A stranger rang the doctor's doorbell in the middle of the night and asked him to come and aid an injured man.
A small-town policeman's "hobby"
helped solve.......
The Case of the Careless Thumbprint
By Erle Stanley Gardner
Creator of Perry Mason and author of "The Case of the Nervous Accomplice"
The thumbpring of an alcoholic---a smudgy, almost indiscernible clue left by chance on the window glass of a death car in Kansas---was destined to be the stamp that sealed a ticket to doom.
At the same time it was also to become the hallmark of a little-known legend in the annals of murder investigation.
The car had plunged over a cliff in a remote section of the badlands in western Kansas. Sprawled beside the wreckage was the body of a man. He had been shot---almost decapitated from what obviously was a shotgun blast.
The car and the dead man had been found, that May morning of 1928, by possemen who for two days had been scouring the plains of three Western states---combing the region for traces of four men who had staged an incredibly bold noonday holdup two days before at a bank in Lamar, Colorado, near the Kansas line.

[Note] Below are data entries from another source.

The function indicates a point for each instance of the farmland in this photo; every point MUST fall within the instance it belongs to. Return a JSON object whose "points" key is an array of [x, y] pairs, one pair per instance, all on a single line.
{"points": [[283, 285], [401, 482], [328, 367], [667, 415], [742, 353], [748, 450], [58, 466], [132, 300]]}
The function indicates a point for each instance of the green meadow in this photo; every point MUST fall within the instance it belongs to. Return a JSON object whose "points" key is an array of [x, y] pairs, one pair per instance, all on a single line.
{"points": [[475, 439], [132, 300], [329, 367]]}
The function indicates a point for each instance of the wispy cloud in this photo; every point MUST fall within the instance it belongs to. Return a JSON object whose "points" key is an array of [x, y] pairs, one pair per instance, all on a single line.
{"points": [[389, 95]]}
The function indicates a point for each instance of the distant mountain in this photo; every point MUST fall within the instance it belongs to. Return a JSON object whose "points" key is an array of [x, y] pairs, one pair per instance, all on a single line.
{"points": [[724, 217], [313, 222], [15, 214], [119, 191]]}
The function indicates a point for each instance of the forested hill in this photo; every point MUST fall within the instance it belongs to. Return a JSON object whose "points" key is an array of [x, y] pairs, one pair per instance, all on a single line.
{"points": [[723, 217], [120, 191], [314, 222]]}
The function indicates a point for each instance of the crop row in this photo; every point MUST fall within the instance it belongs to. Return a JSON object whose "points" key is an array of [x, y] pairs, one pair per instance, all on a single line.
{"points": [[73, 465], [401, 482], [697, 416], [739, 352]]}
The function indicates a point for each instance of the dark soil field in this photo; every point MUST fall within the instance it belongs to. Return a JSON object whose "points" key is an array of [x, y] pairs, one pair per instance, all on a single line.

In the course of the robbery, which had netted the thieves nearly a quarter of a million dollars, two bank officials--the president, A. N. Parrish, and his son, J. P. Parrish, a cashier--had been shot down in cold blood. A teller had been kidnapped as a hostage by the robbers as they fled. One bandit had been wounded but had escaped.

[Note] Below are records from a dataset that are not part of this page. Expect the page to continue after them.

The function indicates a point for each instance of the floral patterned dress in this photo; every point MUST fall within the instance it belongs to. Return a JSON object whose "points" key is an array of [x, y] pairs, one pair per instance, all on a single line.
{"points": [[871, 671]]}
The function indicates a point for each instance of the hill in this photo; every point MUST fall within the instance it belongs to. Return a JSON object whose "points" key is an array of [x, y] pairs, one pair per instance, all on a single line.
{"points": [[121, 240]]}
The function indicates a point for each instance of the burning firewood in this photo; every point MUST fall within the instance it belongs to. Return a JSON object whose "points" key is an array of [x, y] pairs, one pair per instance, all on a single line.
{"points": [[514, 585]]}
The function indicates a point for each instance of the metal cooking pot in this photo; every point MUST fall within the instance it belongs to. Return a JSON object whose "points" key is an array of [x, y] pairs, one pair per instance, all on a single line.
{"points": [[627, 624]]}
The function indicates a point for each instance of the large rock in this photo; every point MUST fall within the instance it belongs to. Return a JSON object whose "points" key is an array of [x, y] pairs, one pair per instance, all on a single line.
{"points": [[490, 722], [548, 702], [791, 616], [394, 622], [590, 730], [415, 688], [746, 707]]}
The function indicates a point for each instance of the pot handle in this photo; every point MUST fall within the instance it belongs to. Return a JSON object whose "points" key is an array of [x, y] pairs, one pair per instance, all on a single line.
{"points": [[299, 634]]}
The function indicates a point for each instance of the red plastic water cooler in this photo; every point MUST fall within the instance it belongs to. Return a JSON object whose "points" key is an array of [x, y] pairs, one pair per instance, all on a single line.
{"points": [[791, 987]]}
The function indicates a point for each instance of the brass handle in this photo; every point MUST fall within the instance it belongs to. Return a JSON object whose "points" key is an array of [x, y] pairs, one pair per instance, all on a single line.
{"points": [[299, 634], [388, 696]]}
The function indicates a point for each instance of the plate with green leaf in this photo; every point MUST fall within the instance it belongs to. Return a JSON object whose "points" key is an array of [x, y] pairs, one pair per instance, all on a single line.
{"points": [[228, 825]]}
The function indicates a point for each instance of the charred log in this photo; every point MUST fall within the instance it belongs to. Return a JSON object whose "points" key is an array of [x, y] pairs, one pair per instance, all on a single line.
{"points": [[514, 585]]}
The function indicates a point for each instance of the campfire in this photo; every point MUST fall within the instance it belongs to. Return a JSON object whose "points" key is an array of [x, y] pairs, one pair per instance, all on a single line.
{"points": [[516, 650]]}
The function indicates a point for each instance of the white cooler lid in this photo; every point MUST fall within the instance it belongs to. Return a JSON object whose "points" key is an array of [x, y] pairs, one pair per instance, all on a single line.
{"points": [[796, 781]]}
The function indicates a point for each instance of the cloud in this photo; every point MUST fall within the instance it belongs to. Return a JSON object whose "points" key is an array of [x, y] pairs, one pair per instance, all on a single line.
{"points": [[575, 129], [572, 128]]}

Identity of the slain man found beside the wreck was swiftly established. He was Doctor W. W. Wineinger of Dighton, Kansas, a town a few miles distant from the spot where the tragedy was discovered. The car was his. Inquiries at Wineinger's home produced a puzzling story.
On the night following the Lamar bank robbery, Doctor Wineinger had been roused from sleep by a caller at his front door. Mrs. Wineinger said she heard a gruff voice--thick and slurred as though from liquor--on the porch, telling her husband that a man had been injured in a tractor accident near by and needed medical attention. The Wineinger family--the physician, his wife and their small daughter--had retired. But the doctor dressed and, driving his own car, left with the stranger.
When he failed to return by morning Mrs. Wineinger notified the police. The matter apparently was put aside in the press of the manhunt. It was the second morning after he disappeared that the body of the slain physician was discovered.
In Garden City, Kansas, a young police officer named R. S. Terwilliger had, mostly on his own time, trained himself in the science of fingerprint identification---a technique now routine even in rural areas but one which, a quarter century ago, was a field in which few outside metropolitan police departments were schooled.
Officer Terwilliger's examination of the wrecked car yielded a large number of latent fingerprints. He obatined samples of the fingerprints of the Wineinger household and their immediate associates. All but one of those found in the automobile were thus identified. However, on the window opposite the driver's side of the car, Terwilliger found a print from the man's thumb.
Terwilliger sent a copy of this to the FBI---which had not yet developed the vast file it has today---and copies to police and sheriff's offices across the country.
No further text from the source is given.